Additionally, if you can guarantee that the magnitude of v will never exceed c, then you can eliminate the testing of b being less than zero.
Finally, you can eliminate two additional sqrt() operations by using length_squared() instead of length() in the outer if statement:
if (new_v.length_squared() > v.length_squared())
{
const float c = 4;
float b = 1 - v.length_squared()/(c*c);
if (b < 0) b = 0;
double reciprocal_lorentz_factor = sqrt(b);
dv *= reciprocal_lorentz_factor;
}
This may only make a 0.1% difference in speed, but I think the code is simpler this way.
You need to have three variables for your ship, which you update at each physics time step based on the forces that are acting on it. These will be mass, position, and velocity. (note that position and velocity are single numbers but vectors). At each physics time step you update the position based on the velocity, and the velocity based on the acceleration. you calculate the acceleration based on the forces acting on the ship (gravity, friction, engines)
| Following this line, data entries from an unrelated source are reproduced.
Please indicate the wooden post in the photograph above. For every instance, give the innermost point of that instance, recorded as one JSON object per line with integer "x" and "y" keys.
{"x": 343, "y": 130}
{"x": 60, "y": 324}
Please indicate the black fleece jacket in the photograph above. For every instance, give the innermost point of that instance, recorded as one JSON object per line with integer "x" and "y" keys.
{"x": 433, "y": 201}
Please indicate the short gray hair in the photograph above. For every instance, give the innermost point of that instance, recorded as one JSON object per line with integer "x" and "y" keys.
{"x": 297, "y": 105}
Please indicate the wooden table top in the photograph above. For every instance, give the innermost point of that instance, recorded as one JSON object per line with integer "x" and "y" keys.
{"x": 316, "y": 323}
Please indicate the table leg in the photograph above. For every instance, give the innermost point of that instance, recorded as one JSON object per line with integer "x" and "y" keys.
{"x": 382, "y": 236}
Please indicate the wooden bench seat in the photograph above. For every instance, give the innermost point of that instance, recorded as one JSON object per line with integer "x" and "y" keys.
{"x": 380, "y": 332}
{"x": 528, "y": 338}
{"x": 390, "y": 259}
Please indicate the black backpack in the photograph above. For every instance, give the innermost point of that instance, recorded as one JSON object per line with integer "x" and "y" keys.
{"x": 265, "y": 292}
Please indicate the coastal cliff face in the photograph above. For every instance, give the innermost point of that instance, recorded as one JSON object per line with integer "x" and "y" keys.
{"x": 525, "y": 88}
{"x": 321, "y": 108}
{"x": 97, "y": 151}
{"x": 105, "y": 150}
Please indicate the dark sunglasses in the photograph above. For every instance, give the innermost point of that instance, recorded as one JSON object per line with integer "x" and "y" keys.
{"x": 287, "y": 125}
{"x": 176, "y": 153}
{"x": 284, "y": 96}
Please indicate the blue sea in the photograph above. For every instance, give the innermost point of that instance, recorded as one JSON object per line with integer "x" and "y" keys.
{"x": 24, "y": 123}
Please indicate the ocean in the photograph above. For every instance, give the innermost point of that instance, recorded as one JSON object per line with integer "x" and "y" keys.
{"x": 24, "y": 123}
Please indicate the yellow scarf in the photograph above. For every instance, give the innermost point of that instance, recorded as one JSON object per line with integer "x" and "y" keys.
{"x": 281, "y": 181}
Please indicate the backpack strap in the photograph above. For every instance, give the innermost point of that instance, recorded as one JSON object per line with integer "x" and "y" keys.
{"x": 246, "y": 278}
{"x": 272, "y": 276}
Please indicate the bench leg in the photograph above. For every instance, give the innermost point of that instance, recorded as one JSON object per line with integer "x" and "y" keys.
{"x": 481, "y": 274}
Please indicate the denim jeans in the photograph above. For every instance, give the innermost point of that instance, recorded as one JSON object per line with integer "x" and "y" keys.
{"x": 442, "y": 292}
Newton's equation for force is F = M*A We can rearrange that to A = F/M to get Acceleration. Basically you need to figure out how much the ship should accelerate, and in which direction (vector), then add that acceleration to the ship's velocity, and add the ship's velocity to its position.
Here is the code you should execute each physics time step (I hope you can fill in the blanks) please ask if this is not enough detail
gravity = //calculate force of gravity acting on ship from Newton's law of universal gravitation
friction = //ten percent of the ship's velocity vector, in the opposite direction
engines = 0
if (engines_are_firing)
engines = 500
forces = gravity + friction + engines
acceleration = forces / ship.mass
ship.velocity += acceleration
ship.position += velocity
redraw()
Your question is difficult for me to understand but it seems like you're not using real physics for this game. Have you considered using real physics equations such as velocity, acceleration, force, etc?
Edit:
After your edits, I think I have a better understanding. You are simply keeping track of the current velocity (or something similar) but you don't keep track of the force where that velocity comes from. The ship should not be storing any of that information (other than engine thrust) -- it should come from the environment the ship is in.
For instance, the environment has a gravity vector (directional force) so you would need to take that into account when calculating the directional force provided by the engine.
Your ship should be storing its own engine force, acceleration, and velocity.